As feições e o relevo do fundo oceânico são determinados por processos geológicos, em especial pela tectônica de placas. Ela faz com que as placas da crosta terrestre onde se assentam os continentes e os mares se desloquem, criando choques e afastamentos entre elas. Nos pontos de choque formam-se as fossas abissais e como resultado do afastamento surgem as Cordilheiras Meso-Oceânicas, verdadeiras espinhas dorsais dos oceanos, locais onde se forma constantemente um novo assoalho marinho com o magma que emerge pela atividade vulcânica.
A plataforma continental é uma continuação natural do relevo continental que se estende até o talude, estando sob forte influência da água e dos sedimentos que procedem dele. É onde se concentra a exploração econômica dos oceanos, como a pesca e a extração de petróleo. Costumeiramente atinge 200 metros de profundidade e alcança até 200 milhas náuticas da linha de litoral. Mas grande é a sua diversidade com relação a extensão e características. Há locais como a costa da Califórnia e o litoral cantábrico onde praticamente não há plataforma continental, enquanto que na costa russa do Oceano Ártico ela estende-se até por 1200 quilômetros. Com toda essa variedade, a plataforma continental ocupa apenas 8% do fundo oceânico.

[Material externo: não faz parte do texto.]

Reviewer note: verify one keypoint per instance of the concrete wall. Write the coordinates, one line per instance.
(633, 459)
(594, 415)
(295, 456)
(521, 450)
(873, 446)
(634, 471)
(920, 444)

O talude corresponde à borda dos continentes, marcando os limites entre o reino continental e o marinho. Caracteriza-se pelo predomínio do relevo íngreme e acidentado, aumentando sua profundidade em um quilômetro e meio a cada 6 ou 8 quilômetros que se avança mar adentro. Estende-se por cerca de 9% dos fundos oceânicos.
As planícies abissais são encontradas nos maiores oceanos se estendendo desde a borda do talude até a Cordilheira Meso-Oceânica, geralmente entre 2 e 5 mil metros de profundidade. Com topografia relativamente plana, ocupa grande parte do fundo do mar, passando de 80% dele. É riquíssimo em minérios e recoberto por sedimentos criados pelas carapaças de organismos planctônicos.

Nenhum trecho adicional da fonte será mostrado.